New options for hepatocellular carcinoma

“A large number of pipeline agents with innovative approaches are under investigation for adjuvant, intermediate, and advanced therapy [for hepatocellular carcinoma].” Mandana Emamzadeh of GlobalData

New options for hepatocellular carcinoma

The overall level of unmet need in hepatocellular carcinoma (HCC) is high due to its severity and low survival. However, the needs will soon be relatively well met, as many new liver cancer therapies entering the market have different mechanisms of action and are aiming to meet needs in different treatment settings, says GlobalData after reviewing the market and talking to key opinion leaders (KOLs) in the field.

According to the data and analytics company, the variety of pipeline products in the adjuvant setting (Barcelona clinic liver cancer [BCLC] Stage A), intermediate (BCLC Stage B), and advanced (BCLC Stages B and C) stages bring hope for improvements to the cure rate for early-stage disease and survival in all stages over the currently marketed therapies.

The five key unmet needs and opportunities in the HCC market are as follows: better HCC surveillance and prophylactic treatments, curative therapies in early-stage HCC, improved survival for intermediate-stage HCC, predictive biomarkers, and treatments for patients with impaired liver function.

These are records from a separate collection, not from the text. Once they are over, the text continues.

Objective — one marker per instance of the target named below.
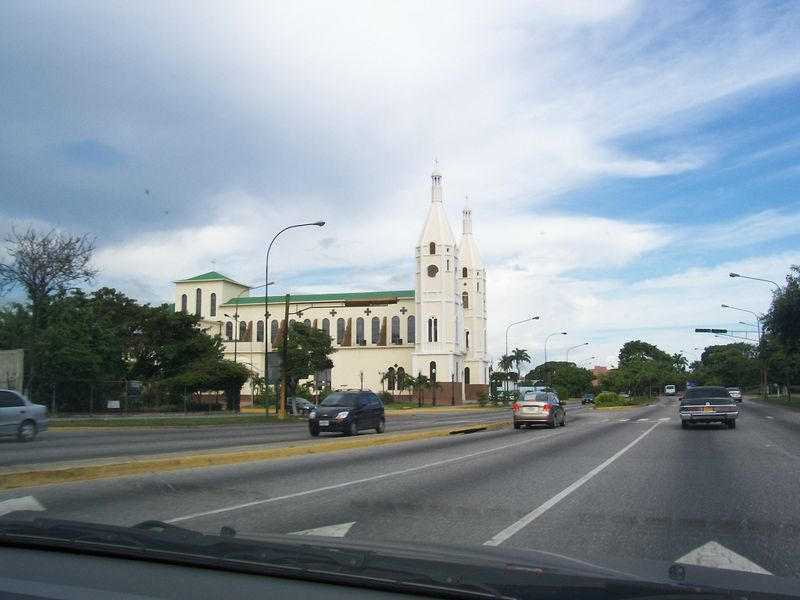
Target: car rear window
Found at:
(693, 394)
(340, 399)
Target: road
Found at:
(59, 445)
(625, 483)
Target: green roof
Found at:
(211, 276)
(325, 297)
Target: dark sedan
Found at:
(708, 404)
(348, 412)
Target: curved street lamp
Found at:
(573, 348)
(278, 409)
(545, 353)
(755, 279)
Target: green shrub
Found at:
(609, 399)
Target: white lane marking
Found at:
(345, 484)
(338, 530)
(543, 508)
(24, 503)
(714, 554)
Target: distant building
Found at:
(437, 329)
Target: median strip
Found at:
(138, 466)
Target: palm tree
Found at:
(520, 357)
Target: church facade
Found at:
(438, 329)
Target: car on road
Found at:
(299, 406)
(348, 412)
(21, 417)
(735, 393)
(539, 408)
(708, 404)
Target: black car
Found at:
(348, 412)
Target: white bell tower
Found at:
(439, 315)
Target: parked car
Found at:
(299, 406)
(348, 412)
(735, 393)
(21, 417)
(541, 408)
(708, 404)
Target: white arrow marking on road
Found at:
(338, 530)
(714, 554)
(24, 503)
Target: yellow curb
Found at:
(138, 467)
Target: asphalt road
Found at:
(59, 445)
(624, 483)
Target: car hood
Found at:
(465, 571)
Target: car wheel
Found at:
(26, 431)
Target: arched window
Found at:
(390, 379)
(339, 330)
(433, 329)
(395, 330)
(376, 329)
(360, 331)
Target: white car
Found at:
(21, 417)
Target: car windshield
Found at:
(337, 399)
(542, 234)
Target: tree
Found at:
(44, 264)
(308, 351)
(783, 318)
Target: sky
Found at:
(620, 158)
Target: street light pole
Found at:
(756, 279)
(573, 348)
(266, 311)
(505, 356)
(545, 354)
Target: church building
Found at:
(437, 329)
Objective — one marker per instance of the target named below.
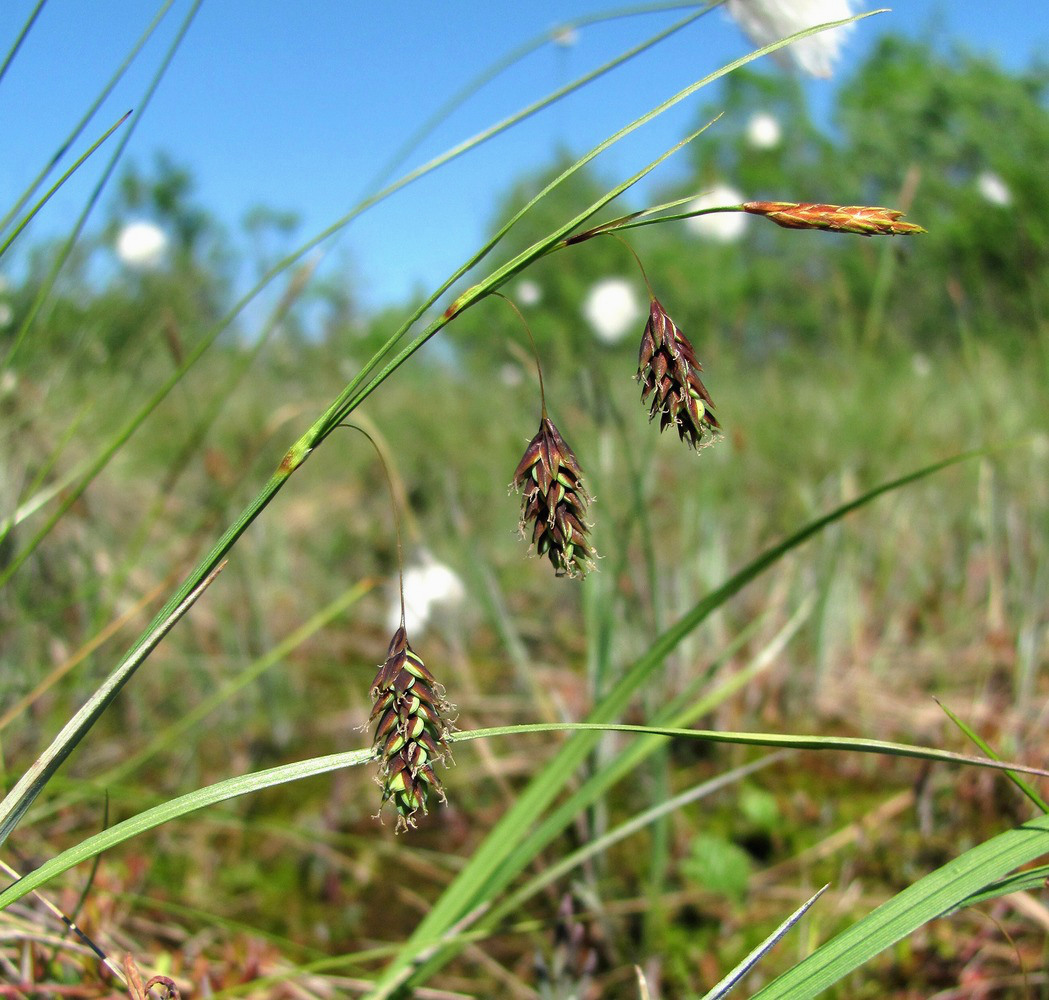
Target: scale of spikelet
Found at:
(668, 373)
(410, 732)
(555, 502)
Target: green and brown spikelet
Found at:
(669, 375)
(860, 219)
(555, 502)
(411, 730)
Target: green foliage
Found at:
(718, 866)
(814, 416)
(943, 124)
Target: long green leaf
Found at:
(926, 899)
(470, 886)
(58, 184)
(232, 788)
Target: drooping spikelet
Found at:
(668, 373)
(411, 730)
(861, 219)
(555, 502)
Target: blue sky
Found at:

KOLs interviewed by GlobalData noted that better HCC surveillance and prophylactic treatments are highly desirable since a delay in diagnosis puts the patient at risk for diagnosis of a higher BCLC stage, where they may be deemed ineligible for curative treatment options.

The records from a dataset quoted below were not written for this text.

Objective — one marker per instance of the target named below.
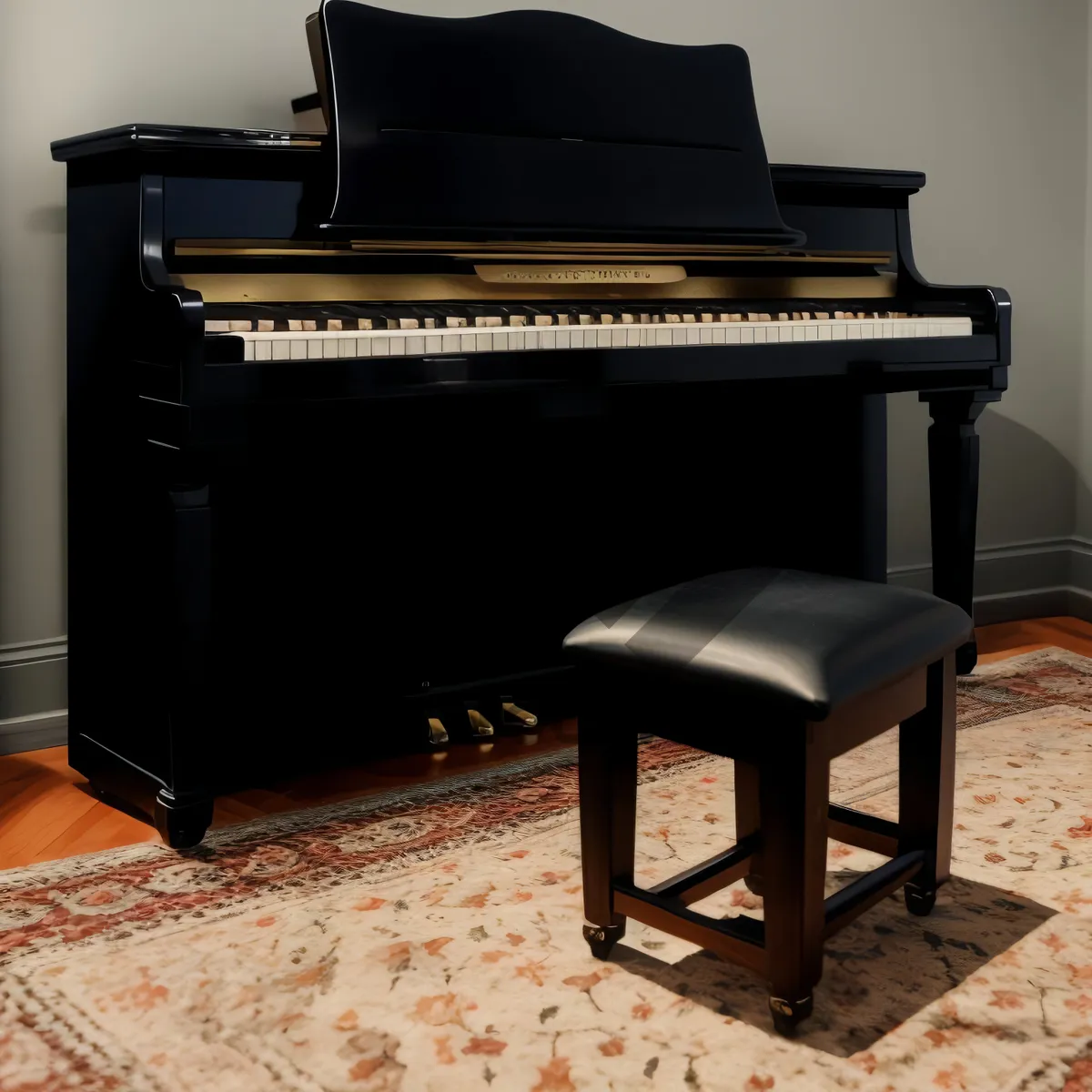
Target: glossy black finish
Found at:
(796, 642)
(375, 525)
(650, 140)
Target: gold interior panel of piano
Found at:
(423, 288)
(527, 251)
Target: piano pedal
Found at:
(437, 733)
(516, 718)
(480, 727)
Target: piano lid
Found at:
(527, 123)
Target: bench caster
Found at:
(602, 938)
(918, 902)
(787, 1015)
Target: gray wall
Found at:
(987, 96)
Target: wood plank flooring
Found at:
(46, 811)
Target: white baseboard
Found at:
(1021, 580)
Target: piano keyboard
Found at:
(492, 334)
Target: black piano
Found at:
(361, 423)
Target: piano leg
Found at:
(184, 809)
(954, 500)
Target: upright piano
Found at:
(360, 423)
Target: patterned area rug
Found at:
(431, 939)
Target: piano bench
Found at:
(780, 671)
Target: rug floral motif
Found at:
(431, 939)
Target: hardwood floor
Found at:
(46, 811)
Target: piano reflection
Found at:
(361, 421)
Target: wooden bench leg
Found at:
(927, 785)
(748, 817)
(793, 798)
(607, 773)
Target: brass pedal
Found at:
(480, 725)
(437, 733)
(517, 718)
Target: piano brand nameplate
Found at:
(580, 274)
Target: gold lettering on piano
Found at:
(364, 288)
(580, 274)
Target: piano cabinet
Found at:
(282, 563)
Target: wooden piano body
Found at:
(278, 563)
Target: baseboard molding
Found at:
(33, 678)
(1022, 580)
(32, 733)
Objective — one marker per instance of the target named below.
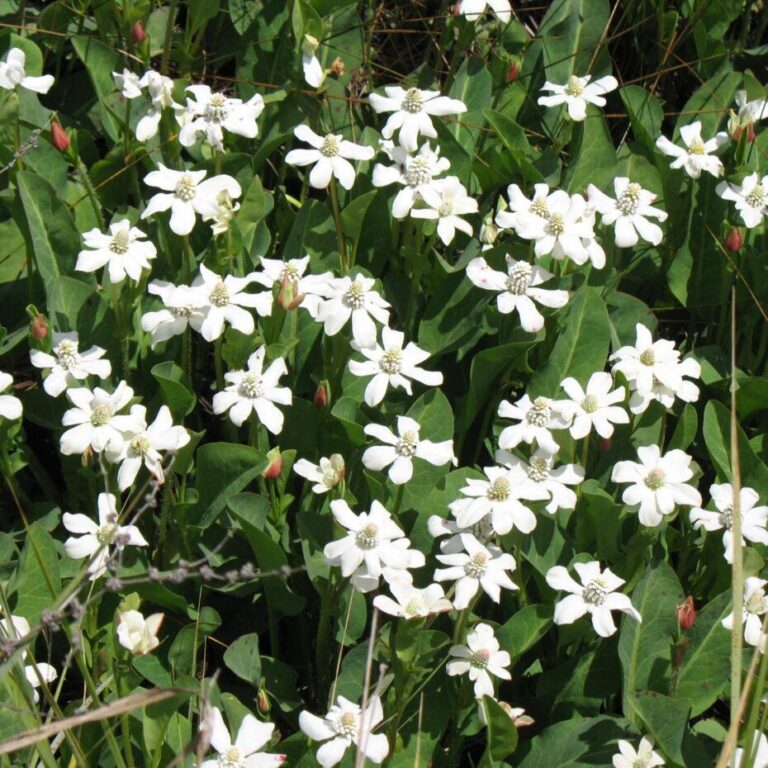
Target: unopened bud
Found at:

“While other oncology indications experienced improved cure rates from adjuvant therapy, there are currently no adjuvant therapies available for HCC patients,” said Mandana Emamzadeh, a pharma analyst at GlobalData. “Current studies are investigating immuno-oncology (IO) agents alone or in combination with Avastin after ablation or resection as an adjuvant therapy, which is intended to reduce the recurrence rate of HCC.”

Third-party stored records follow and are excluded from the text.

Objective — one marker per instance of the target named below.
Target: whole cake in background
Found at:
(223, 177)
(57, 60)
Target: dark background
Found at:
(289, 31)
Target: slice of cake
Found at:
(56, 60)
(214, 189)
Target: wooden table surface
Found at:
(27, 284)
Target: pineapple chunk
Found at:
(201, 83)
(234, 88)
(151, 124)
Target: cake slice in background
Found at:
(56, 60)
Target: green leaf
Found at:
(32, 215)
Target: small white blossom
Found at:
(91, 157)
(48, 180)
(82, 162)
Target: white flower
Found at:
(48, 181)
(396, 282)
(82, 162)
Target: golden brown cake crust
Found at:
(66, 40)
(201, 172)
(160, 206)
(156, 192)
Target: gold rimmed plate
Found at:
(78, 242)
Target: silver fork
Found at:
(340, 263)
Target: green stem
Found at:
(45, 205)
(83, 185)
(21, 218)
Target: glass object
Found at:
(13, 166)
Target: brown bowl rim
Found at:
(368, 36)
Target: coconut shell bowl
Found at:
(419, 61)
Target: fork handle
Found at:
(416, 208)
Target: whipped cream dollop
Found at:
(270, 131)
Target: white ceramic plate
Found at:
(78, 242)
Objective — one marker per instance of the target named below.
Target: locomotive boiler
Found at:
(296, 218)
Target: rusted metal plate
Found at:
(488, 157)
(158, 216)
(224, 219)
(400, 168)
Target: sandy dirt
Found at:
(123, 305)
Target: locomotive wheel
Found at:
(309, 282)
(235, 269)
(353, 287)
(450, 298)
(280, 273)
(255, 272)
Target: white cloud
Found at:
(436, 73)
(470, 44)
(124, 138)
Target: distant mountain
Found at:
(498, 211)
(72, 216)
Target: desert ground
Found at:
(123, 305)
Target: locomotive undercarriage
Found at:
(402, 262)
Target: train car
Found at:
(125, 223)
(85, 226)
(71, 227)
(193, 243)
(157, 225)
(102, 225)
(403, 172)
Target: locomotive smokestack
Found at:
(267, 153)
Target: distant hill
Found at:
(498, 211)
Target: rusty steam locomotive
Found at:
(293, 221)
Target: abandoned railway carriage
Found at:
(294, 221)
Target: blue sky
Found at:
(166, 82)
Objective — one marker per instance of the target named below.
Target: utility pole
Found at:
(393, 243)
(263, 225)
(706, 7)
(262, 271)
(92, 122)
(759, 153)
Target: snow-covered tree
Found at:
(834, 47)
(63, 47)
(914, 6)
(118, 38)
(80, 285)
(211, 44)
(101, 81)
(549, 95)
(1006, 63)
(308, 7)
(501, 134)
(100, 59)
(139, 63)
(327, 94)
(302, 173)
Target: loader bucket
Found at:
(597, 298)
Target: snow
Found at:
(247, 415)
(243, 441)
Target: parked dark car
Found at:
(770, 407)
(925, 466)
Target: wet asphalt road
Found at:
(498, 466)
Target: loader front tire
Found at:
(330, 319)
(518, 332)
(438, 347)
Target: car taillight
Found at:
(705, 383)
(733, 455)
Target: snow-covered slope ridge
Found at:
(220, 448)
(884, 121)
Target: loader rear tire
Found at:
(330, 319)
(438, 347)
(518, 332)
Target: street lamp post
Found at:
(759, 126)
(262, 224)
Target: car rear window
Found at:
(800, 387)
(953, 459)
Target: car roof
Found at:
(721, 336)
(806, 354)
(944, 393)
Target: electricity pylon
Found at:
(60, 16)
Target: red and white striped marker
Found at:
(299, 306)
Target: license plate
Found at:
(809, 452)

Furthermore, the pipeline products in the intermediate setting are aiming to combine IO agents, tyrosine kinase inhibitors, and angiogenesis inhibitors with transarterial chemoembolization (TACE). KOLs revealed that combining systemic therapies with TACE might improve TACE’s efficacy in comparison with TACE alone, but the exacerbated adverse effects should not be overlooked. 

In addition, more studies are required to evaluate the safety and efficacy of systemic therapy versus TACE and to investigate the replacement of TACE with the advanced HCC treatments for most, if not all, intermediate patients.

“A large number of pipeline agents with innovative approaches are under investigation for adjuvant, intermediate, and advanced therapy,” Emamzadeh noted. “However, KOLs asserted that the assignment of patients to a suitable therapy is not feasible with current methods. Therefore, new biomarkers are urgently needed to select the most appropriate treatment for each individual HCC patient. GlobalData anticipates that the opportunities will remain for further biomarkers to predict high responders.”